K Kai McKinstry
University of Central Florida, USA
K. Kai McKinstry completed his PhD at the University of Saskatchewan in 2005 and pursued postdoctoral studies at the Trudeau Institute in Saranac Lake, NY. He joined the Faculty of the Department of Pathology at the University of Massachusetts Medical School in 2010. In 2015, Dr. McKinstry was recruited to the Burnett School of Biomedial Sciences at the University of Central Florida.

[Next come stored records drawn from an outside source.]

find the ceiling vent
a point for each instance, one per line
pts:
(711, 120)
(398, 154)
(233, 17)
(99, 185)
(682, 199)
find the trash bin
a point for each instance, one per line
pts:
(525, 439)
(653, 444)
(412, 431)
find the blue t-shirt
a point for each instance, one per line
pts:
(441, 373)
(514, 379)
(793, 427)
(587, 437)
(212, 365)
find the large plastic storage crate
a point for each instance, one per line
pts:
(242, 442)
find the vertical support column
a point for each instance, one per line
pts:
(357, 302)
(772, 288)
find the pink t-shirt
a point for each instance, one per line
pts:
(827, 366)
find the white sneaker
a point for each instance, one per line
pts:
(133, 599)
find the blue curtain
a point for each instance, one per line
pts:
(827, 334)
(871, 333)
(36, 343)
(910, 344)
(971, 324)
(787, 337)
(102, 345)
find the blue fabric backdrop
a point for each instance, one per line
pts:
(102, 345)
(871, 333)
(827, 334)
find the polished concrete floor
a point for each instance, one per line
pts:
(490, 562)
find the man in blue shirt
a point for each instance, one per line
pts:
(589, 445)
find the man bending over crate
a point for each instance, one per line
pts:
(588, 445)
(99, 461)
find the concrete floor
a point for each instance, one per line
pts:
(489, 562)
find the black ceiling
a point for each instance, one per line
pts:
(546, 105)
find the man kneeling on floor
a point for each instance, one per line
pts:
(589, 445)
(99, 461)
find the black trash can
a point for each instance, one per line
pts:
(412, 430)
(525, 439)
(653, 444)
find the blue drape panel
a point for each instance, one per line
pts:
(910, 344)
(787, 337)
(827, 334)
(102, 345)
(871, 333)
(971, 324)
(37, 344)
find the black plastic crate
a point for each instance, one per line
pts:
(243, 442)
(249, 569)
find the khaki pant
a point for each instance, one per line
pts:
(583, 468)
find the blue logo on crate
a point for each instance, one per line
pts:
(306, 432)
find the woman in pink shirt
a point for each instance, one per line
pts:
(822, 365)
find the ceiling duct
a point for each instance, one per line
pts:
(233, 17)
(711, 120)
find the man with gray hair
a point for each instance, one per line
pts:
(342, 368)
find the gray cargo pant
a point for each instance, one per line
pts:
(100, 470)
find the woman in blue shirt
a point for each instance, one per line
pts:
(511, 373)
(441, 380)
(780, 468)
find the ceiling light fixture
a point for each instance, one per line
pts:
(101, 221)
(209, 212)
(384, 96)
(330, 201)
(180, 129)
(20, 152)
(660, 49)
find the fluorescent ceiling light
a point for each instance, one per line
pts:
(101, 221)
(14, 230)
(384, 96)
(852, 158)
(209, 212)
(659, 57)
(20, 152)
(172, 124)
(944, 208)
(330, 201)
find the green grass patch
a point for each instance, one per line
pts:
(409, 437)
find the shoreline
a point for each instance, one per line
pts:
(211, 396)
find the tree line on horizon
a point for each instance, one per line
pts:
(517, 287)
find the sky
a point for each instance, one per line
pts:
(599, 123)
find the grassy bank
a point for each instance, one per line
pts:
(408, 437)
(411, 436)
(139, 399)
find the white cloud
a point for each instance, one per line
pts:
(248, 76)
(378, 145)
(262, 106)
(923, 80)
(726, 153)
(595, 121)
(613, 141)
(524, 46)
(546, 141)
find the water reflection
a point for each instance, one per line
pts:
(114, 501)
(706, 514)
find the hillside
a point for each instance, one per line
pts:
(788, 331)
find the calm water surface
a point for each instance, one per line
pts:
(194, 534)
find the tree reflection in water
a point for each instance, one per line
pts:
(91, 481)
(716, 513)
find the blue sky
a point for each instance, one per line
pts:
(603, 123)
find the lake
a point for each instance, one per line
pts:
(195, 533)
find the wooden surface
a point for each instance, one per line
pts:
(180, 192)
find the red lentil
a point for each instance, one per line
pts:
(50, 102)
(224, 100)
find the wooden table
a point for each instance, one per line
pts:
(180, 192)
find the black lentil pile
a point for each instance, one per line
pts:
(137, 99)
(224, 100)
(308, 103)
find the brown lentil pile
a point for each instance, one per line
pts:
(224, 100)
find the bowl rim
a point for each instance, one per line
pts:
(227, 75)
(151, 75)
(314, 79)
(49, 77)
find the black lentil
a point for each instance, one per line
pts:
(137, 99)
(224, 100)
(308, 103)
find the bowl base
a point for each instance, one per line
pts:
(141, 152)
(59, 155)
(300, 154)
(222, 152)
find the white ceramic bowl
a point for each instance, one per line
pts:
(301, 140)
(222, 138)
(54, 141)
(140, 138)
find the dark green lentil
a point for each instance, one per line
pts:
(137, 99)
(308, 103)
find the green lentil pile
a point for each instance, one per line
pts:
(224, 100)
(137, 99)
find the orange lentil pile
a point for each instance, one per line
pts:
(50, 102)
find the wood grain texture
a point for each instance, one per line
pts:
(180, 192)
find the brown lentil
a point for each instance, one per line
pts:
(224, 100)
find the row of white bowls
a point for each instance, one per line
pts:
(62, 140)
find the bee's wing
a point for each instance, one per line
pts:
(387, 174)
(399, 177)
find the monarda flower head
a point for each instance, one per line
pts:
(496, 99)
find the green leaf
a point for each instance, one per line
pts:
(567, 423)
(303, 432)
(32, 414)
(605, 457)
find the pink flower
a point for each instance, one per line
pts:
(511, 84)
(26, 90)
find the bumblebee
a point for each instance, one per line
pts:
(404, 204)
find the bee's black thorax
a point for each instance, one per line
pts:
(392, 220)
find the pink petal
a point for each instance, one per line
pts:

Tissue-resident memory T cells (TRM) are thought to play a key role in protective recall responses against pathogens. TRM subsets that persist at sites of previous infection may be especially important for immunity against pathogens such as influenza A virus (IAV) that can evade neutralizing antibodies. How TRM cells form during immune responses is not fully understood, especially for CD4+ T cells. We recently found that virtually all memory CD4 T cells that develop in secondary lymphoid organs following IAV priming require autocrine IL-2 signals. Here, we describe a unique role for IL-15 in supporting the generation of a subset of IL-2-independent lung CD4+ TRM cells formed during IAV priming. Our results demonstrate that this TRM subset is highly functional and can more efficiently elicit pro-inflammatory responses from dendritic cells presenting cognate peptide antigen than can conventional splenic memory CD4 T cells expressing the same T cell receptor. We have previously shown that this function correlates with initial control of viral titers during the first few days following IAV challenge. These studies, identifying a novel role for IL-15 in specifically supporting the priming of a subset of lung CD4 TRM cells with specialized function are highly relevant to vaccine design.